Dr. Tavill’s first position abroad for JDC was as a practicing doctor in Shiraz, Iran (which, at the time, had a population of about 14,000 Jews). One of his first assignments upon arrival in Shiraz was to expand a feeding program using USDA (United States Department of Agriculture) surplus food and incorporating it into the existing feeding program there. In his post, Dr.
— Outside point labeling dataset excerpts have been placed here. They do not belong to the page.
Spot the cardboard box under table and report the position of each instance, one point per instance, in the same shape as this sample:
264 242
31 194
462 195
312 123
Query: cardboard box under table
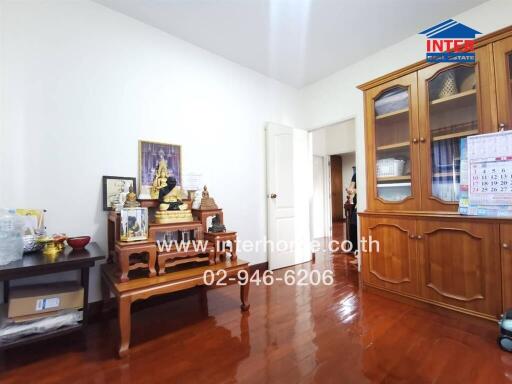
35 301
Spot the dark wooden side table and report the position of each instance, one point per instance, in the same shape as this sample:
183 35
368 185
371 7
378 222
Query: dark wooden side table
145 287
37 264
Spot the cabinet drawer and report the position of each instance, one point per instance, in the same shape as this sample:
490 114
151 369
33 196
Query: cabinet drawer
459 264
389 255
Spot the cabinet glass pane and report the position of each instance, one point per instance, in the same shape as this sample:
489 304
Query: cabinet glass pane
393 152
510 80
452 116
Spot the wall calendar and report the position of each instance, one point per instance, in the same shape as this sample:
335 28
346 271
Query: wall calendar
489 166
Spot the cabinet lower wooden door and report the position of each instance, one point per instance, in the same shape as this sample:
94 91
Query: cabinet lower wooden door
455 101
506 264
389 255
392 145
460 265
503 68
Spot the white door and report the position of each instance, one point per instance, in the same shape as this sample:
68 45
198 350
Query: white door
289 187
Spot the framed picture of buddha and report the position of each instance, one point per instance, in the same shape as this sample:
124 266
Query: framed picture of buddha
157 162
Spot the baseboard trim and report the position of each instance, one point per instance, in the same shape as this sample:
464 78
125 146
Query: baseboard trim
99 311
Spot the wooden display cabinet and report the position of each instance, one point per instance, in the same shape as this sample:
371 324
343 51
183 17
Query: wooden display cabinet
503 69
393 264
450 262
389 133
455 101
418 120
460 264
419 114
506 264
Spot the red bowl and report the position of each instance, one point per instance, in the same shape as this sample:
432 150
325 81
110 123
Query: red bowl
78 242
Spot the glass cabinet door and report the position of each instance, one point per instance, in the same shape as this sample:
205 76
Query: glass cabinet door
394 118
393 152
452 106
503 64
455 101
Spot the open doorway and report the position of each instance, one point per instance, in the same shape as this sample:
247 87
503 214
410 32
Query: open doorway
333 171
342 168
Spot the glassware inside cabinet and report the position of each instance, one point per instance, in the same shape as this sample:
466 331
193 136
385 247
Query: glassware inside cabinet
392 140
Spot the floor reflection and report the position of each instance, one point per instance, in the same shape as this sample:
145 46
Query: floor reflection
292 334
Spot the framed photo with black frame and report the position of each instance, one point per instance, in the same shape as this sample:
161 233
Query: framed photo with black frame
115 189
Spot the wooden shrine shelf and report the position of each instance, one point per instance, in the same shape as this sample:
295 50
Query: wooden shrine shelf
390 114
403 144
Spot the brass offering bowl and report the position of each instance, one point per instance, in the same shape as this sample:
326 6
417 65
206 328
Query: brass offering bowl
52 244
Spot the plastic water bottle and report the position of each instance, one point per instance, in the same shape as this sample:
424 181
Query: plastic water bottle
11 236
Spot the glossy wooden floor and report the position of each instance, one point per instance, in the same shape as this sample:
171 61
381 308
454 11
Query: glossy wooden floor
310 334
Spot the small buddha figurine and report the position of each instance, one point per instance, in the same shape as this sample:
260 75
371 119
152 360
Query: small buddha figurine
206 194
206 201
170 197
160 179
196 204
172 209
131 199
216 225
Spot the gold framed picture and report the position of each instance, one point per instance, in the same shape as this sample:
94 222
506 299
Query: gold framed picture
150 155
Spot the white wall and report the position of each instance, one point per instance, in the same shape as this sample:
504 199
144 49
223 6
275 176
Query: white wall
336 97
84 84
335 138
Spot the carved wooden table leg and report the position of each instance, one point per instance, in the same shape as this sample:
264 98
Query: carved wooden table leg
244 291
124 264
105 295
233 249
152 262
124 318
212 256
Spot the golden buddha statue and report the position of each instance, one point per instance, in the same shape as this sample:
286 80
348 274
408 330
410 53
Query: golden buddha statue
160 179
172 209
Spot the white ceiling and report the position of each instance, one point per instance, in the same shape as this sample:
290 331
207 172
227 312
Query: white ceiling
295 41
Tavill saw patients at the health clinic while simultaneously developing that clinic, as he worked alongside social workers, nutritionists, sanitarians, and other paraprofessionals and technicians. JDC’s work impacted, he says, on tens of thousands of people – it was normal for the clinic to be used by over 100 people every single day. At the clinic, Dr. Tavill and his staff introduced sanitation and health programs, as well as nutrition programs for mothers and their infant children. Additionally, he instituted an antibiotic treatment program for trachoma, a kind of eye infection that, if left untreated, could lead to blindness. At one point, Jewish community representatives requested that JDC create communal baths, as there were no bathing services there of any kind at the time. Dr. Tavill was involved in the design and development of the baths, which he recalled were well-received by the community.

Eleanor Roosevelt pictured with Dr. Fred Tavill (back row, left) and senior nurses working at the JDC Shiraz Clinic and Health Center.

Shiraz, Iran. c.1956

In addition to his assignment in Shiraz, Dr. Tavill was called upon to work in surrounding areas. In Zargon, for example, a village about 18 miles away from Shiraz (with a population of a few hundred poor Jews), there were no resources whatsoever. In order to remedy their situation, Abe Loskove, JDC Country Director for Iran, asked Dr. Tavill to visit and see what JDC could do to help this population. As a result, basic health, feeding, and educational programs were introduced for the small, impoverished community. In 1957, after two years of work in Shiraz, JDC transferred Dr. Tavill to Tehran where he assumed mainly management and program development responsibilities as Director of Tehran’s Jewish Hospital and Health Center, and Country Medical Director.

In 1959, JDC awarded Dr. Tavill a fellowship to attend school at the London School of Hygiene and Tropical Medicine, University of London, where he spent one year with his family. At the conclusion of his studies in 1960, JDC offered him directorship of JDC health programs in Morocco which, at the time, had a Jewish population of around 230,000 Jews scattered throughout the country. The Moroccan Jewish community already had a health organization in place – Œuvre de Secours aux Enfants, or OSE. Dr. Tavill was seconded by JDC to be the Director of OSE Maroc, and headed up JDC health programs in Morocco through the medium of OSE. Programs in Morocco were on a much larger scale than in Iran due to the larger population and included a variety of health, social, nutrition, education, and vocational training programs.

A well-equipped lab provides the latest in medical care at the Jewish Hospital supported by JDC.

Tehran, Iran, 1959.

Nurse weighs Jewish baby in JDC-supported OSE clinic.

Casablanca, Morocco, 1966.

In 1968, after 14 years of working for JDC, Dr. Tavill decided to leave his post in Morocco and move to the United States with his wife and children. He first took a job with the Boston University Medical School as Medical Director of the Roxbury neighborhood health center where he developed programs for the underserved minority populations of Boston. These programs operated in various fields, including health, and were similarly modeled on the principles of JDC health programs in Iran and Morocco. He developed similar programs for inner-city populations as Associate Dean at the Medical College of Wisconsin in Milwaukee. In 2012, at the age of 87, he retired from teaching at Kent State University.

Looking back on a 63-year career in medicine, Dr. Tavill said that his “…fourteen years with JDC were undoubtedly the best decision [he] ever made professionally – there is no question about that.”

Dr. Fred Tavill is a retired physician, former academician, and public health specialist living in Shaker Heights, Ohio. This story was shared with his permission.